Michigan, Minnesota, and Wisconsin are frequently grouped together in scientific literature because their otter populations and harvest patterns move in tandem, tied to the same lake systems and fish stocks. Otters across this Upper Great Lakes region rely primarily on fish as prey, which keeps them anchored to healthy, well-oxygenated waterways. Wisconsin’s mix of northern lakes and river corridors gives otters plenty of that kind of habitat to work with.
Florida

Florida rarely gets mentioned in the same breath as the Great Lakes states, but its wetlands are custom-built for otters. Researchers list Florida among the states where populations are considered stable or increasing, a group that also includes Louisiana, Michigan, Minnesota, and Wisconsin. Florida’s extensive network of rivers, springs, and coastal marsh gives otters near-continuous habitat from the panhandle down through the peninsula.

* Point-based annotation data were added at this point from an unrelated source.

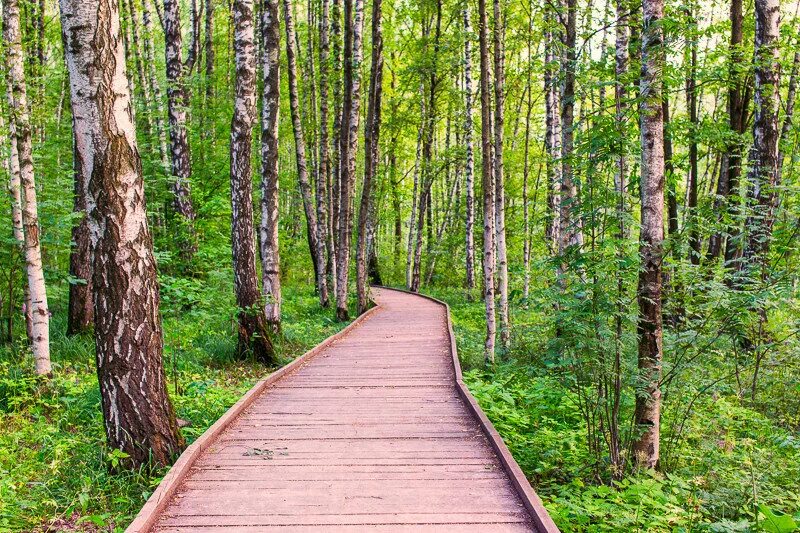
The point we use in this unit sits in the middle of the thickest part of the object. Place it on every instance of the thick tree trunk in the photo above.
(488, 184)
(139, 419)
(469, 165)
(253, 335)
(371, 146)
(353, 53)
(316, 240)
(178, 103)
(647, 416)
(270, 110)
(763, 177)
(499, 180)
(80, 317)
(155, 86)
(39, 334)
(731, 167)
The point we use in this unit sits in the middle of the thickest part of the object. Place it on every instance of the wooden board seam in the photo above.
(161, 497)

Part of what makes Florida notable is that it never needed the kind of large-scale reintroduction effort that rescued states like Missouri or Kentucky. Otters simply held on through the state’s wetlands even as development pressure increased elsewhere. That resilience, paired with Florida’s warm climate and abundant fish and crustacean populations, has kept numbers healthy without the dramatic boom-and-bust story seen in more heavily trapped states.
South Carolina

South Carolina’s low country was built for otters, and the state’s own wildlife agency doesn’t shy away from saying so. Otters are found in each of the state’s major river drainages but are most abundant in the coastal marshes and blackwater swamps because of the abundance of food and cover. Waterfowl impoundments along the coast add even more prime habitat into the mix.
South Carolina’s population has grown healthy enough that the state has become a source for restocking other regions. Several animals from South Carolina have been captured and transported to West Virginia and Tennessee for restocking efforts, echoing the same trapper-to-truck pipeline that made Louisiana so influential nationally. A thriving local beaver population has helped too, since the expansion of beavers has increased the amount of quality otter habitat in South Carolina.